On the night of January 6, 2014, the film's first premiere was held at Atlantic Station in Atlanta. On January 13, the Los Angeles premiere was held at TCL Chinese Theatre in Hollywood, California. Following the two premieres, the film was released worldwide on January 17, 2014.

===Box office===
The film's 3-day opening weekend gross was $41,516,170, at 2,663 US and Canadian theaters (an average of $15,590 per theater gross), giving Ride Along the then-record for highest domestic opening weekend gross in the month of January, ahead of 2008's Cloverfield. For the 4-day record-breaking MLK weekend, the film grossed $48,626,380. The film held the number one spot at the US box office for three weeks, grossing $21 million and $12 million in its second and third weekends. The North American domestic gross was $134,202,565, with the international gross being $19,059,619, bringing the worldwide total to $153,262,184.

===Home media===
Ride Along was released on DVD and Blu-ray on April 15, 2014. This release included an alternate ending, a gag reel, deleted scenes, a behind-the-scenes documentary and a feature commentary of the film by Story.
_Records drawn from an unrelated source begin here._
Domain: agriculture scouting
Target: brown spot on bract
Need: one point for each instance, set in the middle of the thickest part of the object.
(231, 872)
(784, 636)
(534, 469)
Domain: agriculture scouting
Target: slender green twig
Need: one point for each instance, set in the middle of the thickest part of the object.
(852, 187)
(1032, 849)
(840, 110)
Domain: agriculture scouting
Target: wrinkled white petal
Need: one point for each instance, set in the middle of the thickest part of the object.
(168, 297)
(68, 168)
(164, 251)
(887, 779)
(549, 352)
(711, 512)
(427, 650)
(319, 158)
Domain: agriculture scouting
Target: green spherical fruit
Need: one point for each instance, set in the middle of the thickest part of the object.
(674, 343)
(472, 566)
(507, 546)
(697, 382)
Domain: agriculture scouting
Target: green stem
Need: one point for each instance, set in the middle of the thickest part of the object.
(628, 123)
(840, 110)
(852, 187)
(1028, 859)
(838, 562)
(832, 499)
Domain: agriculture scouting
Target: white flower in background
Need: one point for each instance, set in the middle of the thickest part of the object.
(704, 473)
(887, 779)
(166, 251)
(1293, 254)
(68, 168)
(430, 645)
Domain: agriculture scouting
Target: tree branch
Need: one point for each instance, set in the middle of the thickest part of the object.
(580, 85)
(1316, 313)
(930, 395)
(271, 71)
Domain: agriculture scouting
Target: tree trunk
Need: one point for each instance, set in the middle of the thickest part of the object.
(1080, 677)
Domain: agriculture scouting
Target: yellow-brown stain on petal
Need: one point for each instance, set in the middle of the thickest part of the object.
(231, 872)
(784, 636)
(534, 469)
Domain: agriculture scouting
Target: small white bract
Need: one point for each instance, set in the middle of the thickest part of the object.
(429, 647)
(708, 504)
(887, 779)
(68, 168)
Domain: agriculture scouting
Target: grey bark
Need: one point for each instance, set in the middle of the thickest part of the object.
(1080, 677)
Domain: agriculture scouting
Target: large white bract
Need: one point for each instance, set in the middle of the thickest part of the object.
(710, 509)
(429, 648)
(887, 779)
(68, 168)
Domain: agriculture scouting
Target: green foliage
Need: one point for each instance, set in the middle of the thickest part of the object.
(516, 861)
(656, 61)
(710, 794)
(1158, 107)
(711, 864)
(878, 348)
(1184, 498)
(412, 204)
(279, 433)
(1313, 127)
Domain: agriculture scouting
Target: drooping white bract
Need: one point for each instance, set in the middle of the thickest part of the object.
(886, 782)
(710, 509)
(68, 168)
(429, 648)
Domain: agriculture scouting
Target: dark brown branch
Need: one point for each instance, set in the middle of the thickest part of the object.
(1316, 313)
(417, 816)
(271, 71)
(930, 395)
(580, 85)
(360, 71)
In the United States, the film has grossed $13.5 million from DVD sales and $8.7 million from Blu-ray sales, making a total of $22.2 million.

==Reception==

===Critical response===
Ride Along received mixed reviews from critics. On Rotten Tomatoes, the film has an approval rating of 18%, based on 134 reviews, with an average rating of 4.20/10. The site's consensus states: "Kevin Hart's livewire presence gives Ride Along a shot of necessary energy, but it isn't enough to rescue this would-be comedy from the buddy-cop doldrums." Metacritic assigns the film a score of 41 out of 100, based on 34 critics, indicating "mixed or average reviews". Audiences surveyed by CinemaScore gave the film a grade of "A" on an A+ to F scale.
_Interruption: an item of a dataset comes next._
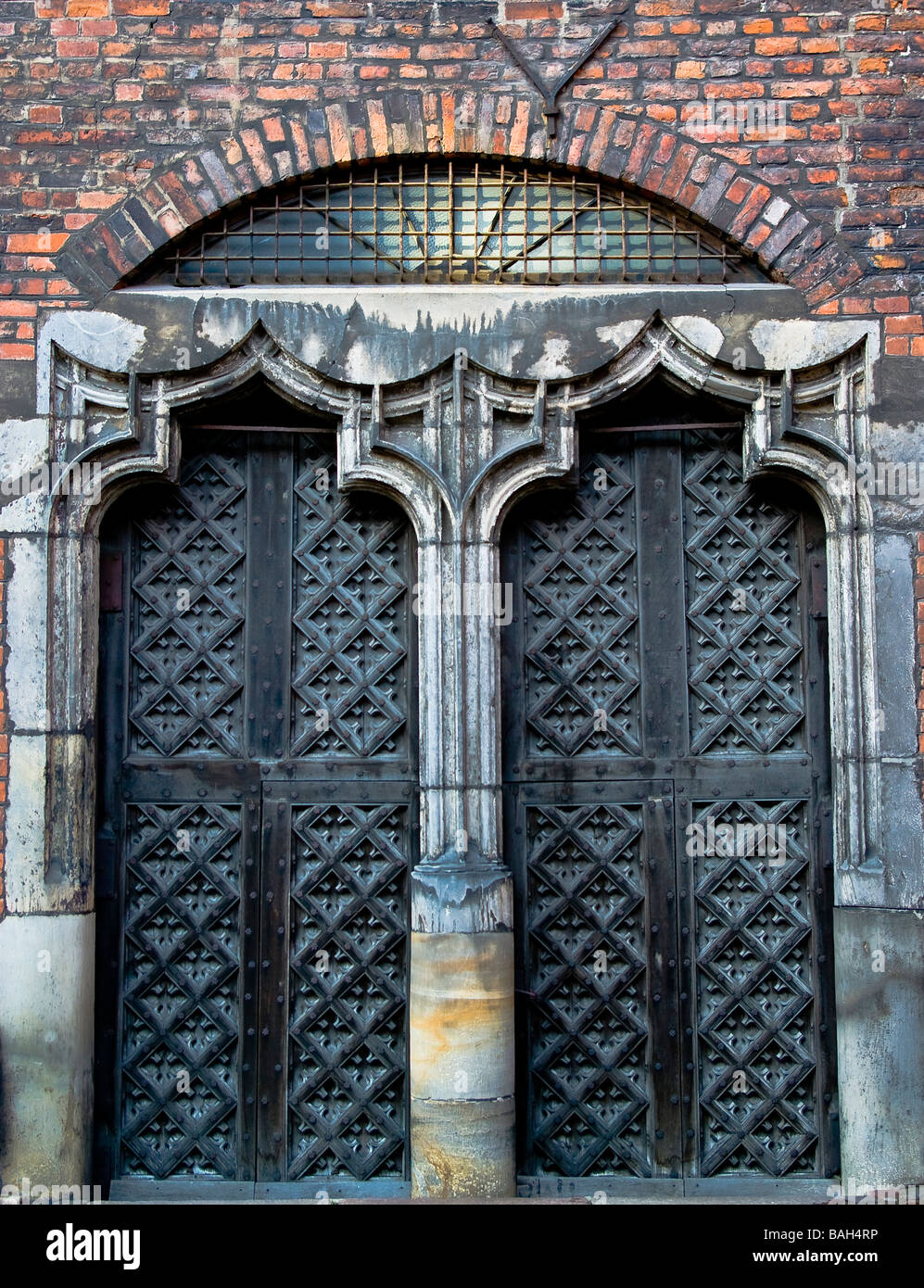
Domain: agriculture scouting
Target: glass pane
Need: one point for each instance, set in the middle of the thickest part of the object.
(448, 223)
British critic Mark Kermode gave the film one out of five stars, describing it as "an action-comedy short on both action and comedy."

Scott Foundas of Variety called the film "a lazy and listless buddy-cop action-comedy that fades from memory as quickly as its generic title." Entertainment Weekly′s film critic Chris Nashawaty gave the film a "C+" grade."

===Accolades===

The film received several award nominations, a 2014 BET Award for Best Actor for Kevin Hart, and two 2014 MTV Movie Awards nominations, Best On-Screen Duo for Ice Cube and Hart, and Best Comedic Performance for Hart. On April 13, 2014, after the best-screen-duo award went to Vin Diesel and Paul Walker for Fast & Furious 6, Ice Cube joked to USA Today that they were robbed.

Awards and nominations
Award: Category; Recipients; Result; Ref.
BET Awards: Best Actor; Kevin Hart; Nominated
MTV Movie Awards: Best On-Screen Duo; Ice Cube and Kevin Hart; Nominated
Best Comedic Performance: Kevin Hart; Nominated
Teen Choice Awards: Choice Movie: Comedy; Ride Along; Nominated
Choice Movie Actor: Comedy: Ice Cube; Nominated
Kevin Hart: Won
Choice Movie: Chemistry: Ice Cube and Kevin Hart; Nominated
Choice Movie: Hissy Fit: Kevin Hart; Nominated

==Sequel==

On April 23, 2013, the studio announced that there would be a sequel to the film. On February 18, 2014, it was announced that after the success of the first Ride Along film, Universal was moving forward with the sequel, which Tim Story would return to direct. Ice Cube and Kevin Hart reprised their roles, with Will Packer producing, and Phil Hay and Matt Manfredi on board again as screenwriters. Ride Along 2 started filming on July 7, 2014; filming locations included Miami, Florida and Atlanta, Georgia. Universal released the film on January 15, 2016.